(1.) The suit out of which this revision arises was brought on the basis of a promissory note (Ex. A) executed by the defendant-petitioner on 20 November 1932 in favour of one Ratamma. It was indorsed on 20 June 1934 by the said Ratamma to her sister's son Venkataramayya Garu for collection. The indorsement (Ex. A-2) reads as follows: An order (transfer) has been made in favour of Venkataramayya Garu son of Gummadi Rattayya Garu, for collection of the principal and interest due on this note.
(2.) Venkataramayya Garu instead of collecting the amount from the defendant indorsed the promissory note in favour of one Medabalimi Venkataramayya who happened to be the defendant's son-in-law. The endorsement contains a statement that Venkataramayya Garu has received a bull-calf and a sum of Rs. 110 from the indorsed to whom the hundi has been indorsed for collection. On the suit being instituted by Medabalimi Venkataramayya it was contended on behalf of the defendant that the note had been discharged by him by making payment to Ratamma. This contention did not prevail in the trial Court and the suit was decreed. The other plea specially raised in para. 2(a) of the written statement was to the effect that G. Venkataramayya was only an agent for collection and was not authorized to indorse the promissory note in favour of the plaintiff. This plea was not considered by the lower Court. It was therefore contended here that the plaintiff had obtained no rights under the indorsement and he was not entitled to maintain the suit. Since the facts necessary to determine this question of law are not in dispute, it is unnecessary to remand the case.
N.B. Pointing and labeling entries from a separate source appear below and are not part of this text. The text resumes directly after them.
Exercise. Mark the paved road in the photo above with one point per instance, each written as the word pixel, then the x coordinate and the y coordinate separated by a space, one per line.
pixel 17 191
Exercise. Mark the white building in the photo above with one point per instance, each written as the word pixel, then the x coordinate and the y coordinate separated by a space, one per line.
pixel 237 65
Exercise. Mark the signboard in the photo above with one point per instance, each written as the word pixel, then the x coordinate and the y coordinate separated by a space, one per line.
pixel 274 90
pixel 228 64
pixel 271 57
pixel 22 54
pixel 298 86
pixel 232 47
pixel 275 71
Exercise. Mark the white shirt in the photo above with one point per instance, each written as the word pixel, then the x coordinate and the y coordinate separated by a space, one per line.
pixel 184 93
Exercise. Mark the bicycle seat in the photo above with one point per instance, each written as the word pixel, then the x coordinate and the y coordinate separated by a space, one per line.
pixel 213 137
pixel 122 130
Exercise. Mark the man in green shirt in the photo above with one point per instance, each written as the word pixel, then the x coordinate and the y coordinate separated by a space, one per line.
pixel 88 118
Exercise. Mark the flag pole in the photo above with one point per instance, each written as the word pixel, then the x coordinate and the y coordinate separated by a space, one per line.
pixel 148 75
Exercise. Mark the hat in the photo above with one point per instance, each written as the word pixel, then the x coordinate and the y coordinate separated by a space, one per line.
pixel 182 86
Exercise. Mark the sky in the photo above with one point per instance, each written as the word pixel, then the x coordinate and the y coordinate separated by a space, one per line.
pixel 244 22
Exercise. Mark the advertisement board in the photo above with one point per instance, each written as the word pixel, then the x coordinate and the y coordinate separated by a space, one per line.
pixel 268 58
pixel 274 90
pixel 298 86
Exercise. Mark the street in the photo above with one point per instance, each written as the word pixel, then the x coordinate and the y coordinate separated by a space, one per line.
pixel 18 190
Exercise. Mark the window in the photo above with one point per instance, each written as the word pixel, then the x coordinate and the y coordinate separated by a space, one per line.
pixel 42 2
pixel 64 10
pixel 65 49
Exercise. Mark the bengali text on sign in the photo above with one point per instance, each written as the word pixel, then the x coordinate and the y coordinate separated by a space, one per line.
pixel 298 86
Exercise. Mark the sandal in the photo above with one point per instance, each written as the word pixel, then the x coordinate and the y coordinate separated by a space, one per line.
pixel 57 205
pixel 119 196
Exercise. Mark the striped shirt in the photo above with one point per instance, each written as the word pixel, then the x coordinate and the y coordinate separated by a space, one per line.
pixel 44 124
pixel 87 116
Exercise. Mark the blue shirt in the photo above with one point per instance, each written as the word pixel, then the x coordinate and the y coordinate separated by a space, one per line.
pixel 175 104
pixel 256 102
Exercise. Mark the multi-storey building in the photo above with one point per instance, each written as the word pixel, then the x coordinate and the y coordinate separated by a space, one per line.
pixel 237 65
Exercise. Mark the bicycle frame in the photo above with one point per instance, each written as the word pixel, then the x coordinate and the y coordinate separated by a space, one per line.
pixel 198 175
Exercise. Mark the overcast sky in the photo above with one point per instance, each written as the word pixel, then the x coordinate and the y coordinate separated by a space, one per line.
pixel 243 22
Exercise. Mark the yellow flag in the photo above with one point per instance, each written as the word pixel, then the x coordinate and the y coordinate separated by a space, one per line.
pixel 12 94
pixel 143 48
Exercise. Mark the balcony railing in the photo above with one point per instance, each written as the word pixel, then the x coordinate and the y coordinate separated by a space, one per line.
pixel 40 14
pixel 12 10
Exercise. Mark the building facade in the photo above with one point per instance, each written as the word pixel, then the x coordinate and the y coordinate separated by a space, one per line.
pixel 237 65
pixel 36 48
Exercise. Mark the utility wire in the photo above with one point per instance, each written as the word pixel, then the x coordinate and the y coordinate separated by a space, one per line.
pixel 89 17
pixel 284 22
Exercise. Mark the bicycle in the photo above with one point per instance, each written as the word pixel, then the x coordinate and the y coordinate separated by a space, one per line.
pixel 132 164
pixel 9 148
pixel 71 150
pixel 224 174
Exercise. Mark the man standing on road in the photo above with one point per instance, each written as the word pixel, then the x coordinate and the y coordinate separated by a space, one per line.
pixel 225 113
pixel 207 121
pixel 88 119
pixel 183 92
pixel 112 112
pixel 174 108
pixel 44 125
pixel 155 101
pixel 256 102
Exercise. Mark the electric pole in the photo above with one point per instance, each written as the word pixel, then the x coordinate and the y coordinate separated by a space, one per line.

(3.) The promissory note which formed the basis of the suit is undoubtedly a negotiable instrument and an indorsement of the same, followed as it was by delivery, would, unless it was restricted, transfer the property to G. Venkataramayya with the right of further negotiation. The only question then is whether the indorsement (Ex. A-2) restricted G. Venkataramayya's rights in the note. A reference to Ex. A-2 would show that the indorsement was apparently for collection and could not have conferred any property in the promissory note upon G. Venkataramayya. In other words, he, i.e. G. Venkataramayya, could be regarded only as an agent for collecting the money due under the promissory note from its maker and could not deal with it in any other manner. Not having the property in the promissory note himself, G. Venkataramayya was not in a position to transfer any to the plaintiff. The transfer to the plaintiff being unauthorized must consequently be held to be ineffectual : see Lloyd v. Howard (1850) 15 Q.B. 995. It was contended on behalf of the respondent that if G. Venkataramayya was entitled to realize the amount due on the promissory note from the maker, he must be held to have been empowered to bring a suit as well. To this extent the contention appears to be unobjectionable but it is obviously useless to the respondent. It was therefore contended on his behalf that of the indorsee for collection could institute a suit against the maker, he could also indorse the note in favour of another person. This contention is in my opinion unsound and must be repelled. An indorsee for collection must be held to be an agent for collecting the money due on the promissory note. He might have been able to indorse it for that purpose if expressly authorized by his principal, but G. Venkataramayya, as Ex. A-2 would show, was not authorized to delegate the authority given to him. In any case he was not authorized to negotiate the note to any other person. The cases cited on behalf of the respondent are not relevant to the point which has to be determined here.